●次から次へと愛人を自宅へ……仲良き事は美しき哉?

 妻公認のお妾さんたち3人にはなかなか面白いエピソードがある。まず最初の一人、大内くに。渋沢が大蔵省に在職中、造幣局へ単身赴任していた大阪で出会った女性だ。もともと幕府の女官だったとも、京都にいた幕府の役人の妻だったともいわれる。維新後、大阪で料亭の女中をしているところを見初められ渋沢と”大人の関係”に……。

 しかも渋沢は豪胆なことに、単身赴任が終わると千代と娘が暮らす東京の家にくにを連れ帰る。現代の感覚ではとんでもない話だが、当時は「妻妾同居」は珍しいことではない。ただ、長年家を空けっぱなしでやっと一緒に暮らせると思ったら「家族が一人増えました(しかも美女が)」では、千代も内心たまったものではなかっただろう。とはいえ、千代の度量がよほど広かったのか、妻妾息が合ったのか、くにが生んだ二人の娘ともども仲良く暮らしたようだ。

 どうも渋沢は大阪の女が好みだったのか、後に二人目の妾として迎えた田中久尾も大阪出身。

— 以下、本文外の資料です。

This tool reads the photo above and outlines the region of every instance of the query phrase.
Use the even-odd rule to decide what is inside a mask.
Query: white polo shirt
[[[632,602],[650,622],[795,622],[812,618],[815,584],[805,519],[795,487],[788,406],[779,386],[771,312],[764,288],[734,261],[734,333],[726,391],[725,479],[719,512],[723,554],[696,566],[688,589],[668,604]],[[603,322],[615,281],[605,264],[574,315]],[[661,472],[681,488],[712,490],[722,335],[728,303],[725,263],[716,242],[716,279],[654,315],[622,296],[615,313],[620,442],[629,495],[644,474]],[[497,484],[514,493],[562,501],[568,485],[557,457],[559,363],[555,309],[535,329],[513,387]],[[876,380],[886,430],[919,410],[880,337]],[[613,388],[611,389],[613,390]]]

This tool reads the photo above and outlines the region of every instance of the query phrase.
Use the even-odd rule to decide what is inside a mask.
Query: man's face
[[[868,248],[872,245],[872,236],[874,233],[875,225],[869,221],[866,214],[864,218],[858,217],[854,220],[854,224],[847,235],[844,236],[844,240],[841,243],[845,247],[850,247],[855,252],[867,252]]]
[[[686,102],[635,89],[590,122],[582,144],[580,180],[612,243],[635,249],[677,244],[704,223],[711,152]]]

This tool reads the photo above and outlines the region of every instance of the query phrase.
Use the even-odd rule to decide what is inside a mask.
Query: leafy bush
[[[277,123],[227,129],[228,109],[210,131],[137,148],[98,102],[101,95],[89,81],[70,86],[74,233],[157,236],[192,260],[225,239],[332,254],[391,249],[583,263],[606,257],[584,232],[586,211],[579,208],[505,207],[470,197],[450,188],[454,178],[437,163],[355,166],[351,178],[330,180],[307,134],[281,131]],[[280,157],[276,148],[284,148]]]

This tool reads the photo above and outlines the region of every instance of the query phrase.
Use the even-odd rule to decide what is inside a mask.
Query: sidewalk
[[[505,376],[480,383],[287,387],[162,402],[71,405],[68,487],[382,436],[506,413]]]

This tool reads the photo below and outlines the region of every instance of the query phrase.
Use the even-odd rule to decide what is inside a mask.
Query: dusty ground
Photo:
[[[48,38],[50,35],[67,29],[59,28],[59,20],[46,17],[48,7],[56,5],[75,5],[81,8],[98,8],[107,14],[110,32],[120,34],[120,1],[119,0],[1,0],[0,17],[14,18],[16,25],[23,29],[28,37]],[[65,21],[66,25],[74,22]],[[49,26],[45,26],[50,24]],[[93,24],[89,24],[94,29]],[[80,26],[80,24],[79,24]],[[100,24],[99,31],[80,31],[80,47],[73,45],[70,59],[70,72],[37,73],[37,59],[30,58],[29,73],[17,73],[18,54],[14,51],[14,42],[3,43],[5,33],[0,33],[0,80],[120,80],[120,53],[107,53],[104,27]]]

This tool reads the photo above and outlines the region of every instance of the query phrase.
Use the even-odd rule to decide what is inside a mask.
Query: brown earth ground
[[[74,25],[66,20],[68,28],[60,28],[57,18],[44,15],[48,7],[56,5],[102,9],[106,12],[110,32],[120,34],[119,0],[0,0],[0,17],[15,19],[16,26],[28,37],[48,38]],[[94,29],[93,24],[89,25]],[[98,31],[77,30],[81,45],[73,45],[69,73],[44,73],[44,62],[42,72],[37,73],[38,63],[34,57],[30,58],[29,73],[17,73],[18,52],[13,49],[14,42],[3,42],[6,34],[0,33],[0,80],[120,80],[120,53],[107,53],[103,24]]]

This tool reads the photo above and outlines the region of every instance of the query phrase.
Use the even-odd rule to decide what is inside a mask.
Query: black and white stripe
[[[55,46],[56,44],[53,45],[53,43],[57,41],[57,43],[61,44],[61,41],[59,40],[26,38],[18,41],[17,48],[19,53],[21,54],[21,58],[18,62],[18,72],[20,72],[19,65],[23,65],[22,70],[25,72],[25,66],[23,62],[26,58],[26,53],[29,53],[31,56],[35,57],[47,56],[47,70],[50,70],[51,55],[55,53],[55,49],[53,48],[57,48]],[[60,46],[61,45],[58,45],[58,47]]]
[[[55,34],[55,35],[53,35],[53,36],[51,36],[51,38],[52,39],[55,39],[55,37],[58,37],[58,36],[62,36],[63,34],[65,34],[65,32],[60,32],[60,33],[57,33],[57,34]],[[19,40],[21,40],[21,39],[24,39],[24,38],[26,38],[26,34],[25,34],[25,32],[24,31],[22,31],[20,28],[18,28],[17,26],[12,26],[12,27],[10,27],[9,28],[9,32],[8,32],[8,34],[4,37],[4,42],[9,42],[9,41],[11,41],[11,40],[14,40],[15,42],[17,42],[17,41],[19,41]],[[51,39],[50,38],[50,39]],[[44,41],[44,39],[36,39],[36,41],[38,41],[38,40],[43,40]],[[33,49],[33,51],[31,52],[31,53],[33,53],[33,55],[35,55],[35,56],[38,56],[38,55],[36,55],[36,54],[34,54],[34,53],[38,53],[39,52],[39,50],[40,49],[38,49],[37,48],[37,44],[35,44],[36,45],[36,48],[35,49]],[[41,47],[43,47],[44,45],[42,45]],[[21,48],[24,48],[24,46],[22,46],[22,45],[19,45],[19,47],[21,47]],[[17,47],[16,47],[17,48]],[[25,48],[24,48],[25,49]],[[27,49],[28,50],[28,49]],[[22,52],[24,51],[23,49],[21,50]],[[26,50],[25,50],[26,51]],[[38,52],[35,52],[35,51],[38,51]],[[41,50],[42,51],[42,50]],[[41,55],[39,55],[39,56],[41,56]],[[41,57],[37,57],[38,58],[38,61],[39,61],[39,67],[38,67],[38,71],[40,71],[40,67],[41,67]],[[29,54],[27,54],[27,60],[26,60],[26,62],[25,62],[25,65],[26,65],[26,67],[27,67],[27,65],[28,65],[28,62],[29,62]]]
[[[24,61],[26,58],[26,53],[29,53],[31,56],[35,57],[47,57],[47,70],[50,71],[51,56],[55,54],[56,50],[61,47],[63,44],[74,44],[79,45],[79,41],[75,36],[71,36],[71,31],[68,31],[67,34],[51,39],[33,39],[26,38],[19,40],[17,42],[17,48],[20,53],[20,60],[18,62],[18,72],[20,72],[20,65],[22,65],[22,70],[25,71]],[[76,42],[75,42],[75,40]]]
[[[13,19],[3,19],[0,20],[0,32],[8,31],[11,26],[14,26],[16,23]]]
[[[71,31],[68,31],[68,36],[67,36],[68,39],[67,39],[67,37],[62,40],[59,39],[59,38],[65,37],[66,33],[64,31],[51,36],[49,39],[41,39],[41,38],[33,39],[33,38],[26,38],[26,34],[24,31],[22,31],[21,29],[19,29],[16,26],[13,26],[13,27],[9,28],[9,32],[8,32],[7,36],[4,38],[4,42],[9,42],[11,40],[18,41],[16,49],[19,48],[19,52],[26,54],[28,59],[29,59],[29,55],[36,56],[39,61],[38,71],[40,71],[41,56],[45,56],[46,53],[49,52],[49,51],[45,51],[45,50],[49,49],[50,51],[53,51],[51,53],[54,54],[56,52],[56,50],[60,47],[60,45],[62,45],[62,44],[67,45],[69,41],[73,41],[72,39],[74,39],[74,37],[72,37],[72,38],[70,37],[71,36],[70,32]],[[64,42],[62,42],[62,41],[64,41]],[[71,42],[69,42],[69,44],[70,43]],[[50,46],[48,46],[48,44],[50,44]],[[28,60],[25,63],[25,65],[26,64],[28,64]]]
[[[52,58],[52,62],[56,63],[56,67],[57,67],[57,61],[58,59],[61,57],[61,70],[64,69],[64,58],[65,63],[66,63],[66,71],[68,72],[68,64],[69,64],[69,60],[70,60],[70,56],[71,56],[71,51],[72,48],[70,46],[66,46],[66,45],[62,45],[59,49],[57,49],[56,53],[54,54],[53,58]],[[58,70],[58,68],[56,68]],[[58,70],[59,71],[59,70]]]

こちらもやはり妻妾同居で、1876年(明治9)の夏から暮らしていた深川福住町(現在の門前仲町)の渋沢邸で共に生活していたことが分かっている。

 

●明治時代の”文春砲”に愛の巣をすっぱ抜かれる!?

 

 なぜこんな細かいことまでわかっているかと言うと、実は当時の新聞にすっぱ抜かれていたのだ。政界・財界のスキャンダルを暴き出し”まむしの周六”と恐れられた、黒岩涙香が主筆を務める「萬朝報(よろずちょうほう)」がそれ。同紙の連載「弊風ー斑蓄妾の実例」は、伊藤博文から森鴎外、今では名も知らぬ人々まで手当たり次第に妾との関係や現住所まで(!)暴露するスキャンダル記事。いわば”明治の文春砲”とでもいうところ。そして、ここに我らが資本主義の父の名もあった。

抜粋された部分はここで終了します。